Optimizing Workload and Compute in Kubernetes using descheduler

As the state of Kubernetes clusters can change over time due to its dynamic nature, it may be necessary to relocate running pods to different nodes.

Optimizing Workload and Compute in Kubernetes using descheduler

Photo by Tyler Casey on Unsplash

Binding and placement of pending Pods on to respective Nodes are managed by a scheduler in Kubernetes called Kube-scheduler. Configurable scheduler policies, plugins, and extensions manage the placement decisions, often called predicates and priorities. The decision of a scheduler is based on the actual condition or state of the Cluster at the time when the Pod is requested to be deployed (scheduled). Since the Kubernetes cluster may change its state by updating or change of labels, taints, tolerations, or even by introducing new nodes into it. There may be a desire of relocating a pod from one node to another, a.k.a descheduler.

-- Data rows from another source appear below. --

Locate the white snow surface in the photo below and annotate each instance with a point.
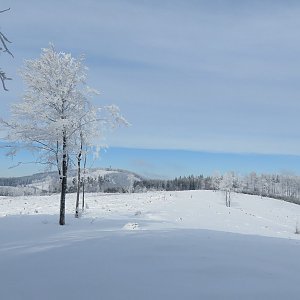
(160, 245)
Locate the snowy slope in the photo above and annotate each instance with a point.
(162, 245)
(49, 181)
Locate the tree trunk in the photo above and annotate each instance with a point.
(78, 183)
(83, 182)
(63, 181)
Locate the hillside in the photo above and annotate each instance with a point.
(97, 180)
(162, 245)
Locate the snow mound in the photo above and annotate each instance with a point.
(131, 226)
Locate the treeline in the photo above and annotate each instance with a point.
(177, 184)
(280, 186)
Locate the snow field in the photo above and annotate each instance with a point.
(161, 245)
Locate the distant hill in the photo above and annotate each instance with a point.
(96, 180)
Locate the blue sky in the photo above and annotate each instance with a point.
(203, 83)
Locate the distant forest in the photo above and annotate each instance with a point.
(280, 186)
(283, 186)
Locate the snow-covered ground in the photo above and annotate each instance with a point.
(162, 245)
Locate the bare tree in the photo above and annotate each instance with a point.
(4, 48)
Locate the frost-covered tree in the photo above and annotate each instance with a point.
(91, 129)
(47, 119)
(4, 48)
(226, 185)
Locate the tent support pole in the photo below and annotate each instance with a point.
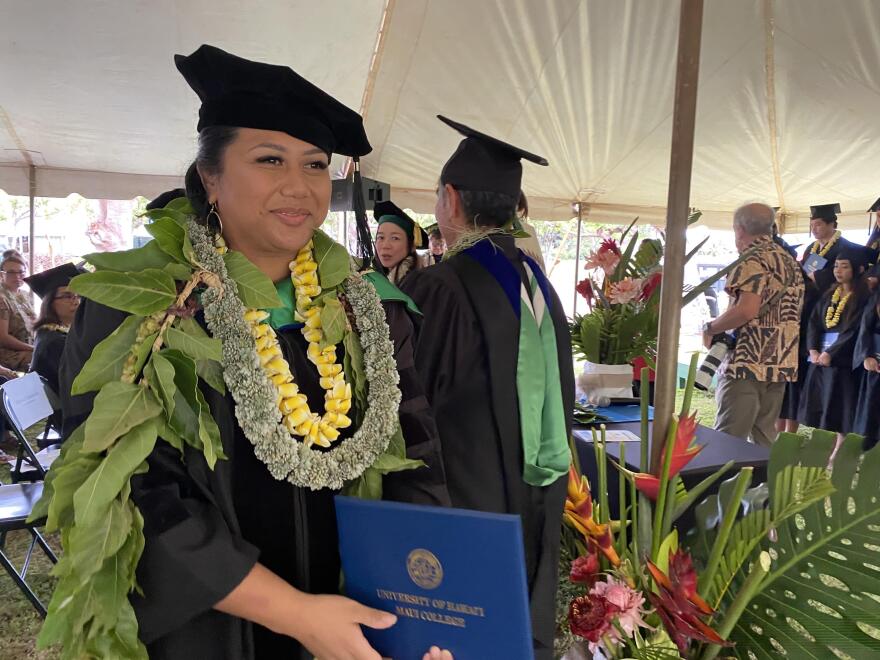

So before we explore the descheduler, we might need to recap how the scheduler works. The scheduling decision is based on 4 stages or extension points, these are:

  1. Scheduling Queue

  2. Filtering

  3. Scoring

  4. Binding

There can be multiple plugins installed on these extension points, e.g: PrioritySort plugin on the queue, NodeResourceFit, and NodeName plugin on the filtering extension point. Because of the highly extensible nature of Kubernetes, it makes it possible first to customize which plugin goes where and also allows us to write our custom plugins. It also gives us the ability to add a plugin in the post and pre-stages of the extension points.

Now since the scheduling decision is based on a decision taken place by multiple plugins and their placement in the extension points at the time of scheduling, so it is highly possible that the original scheduling decision is not valid anymore.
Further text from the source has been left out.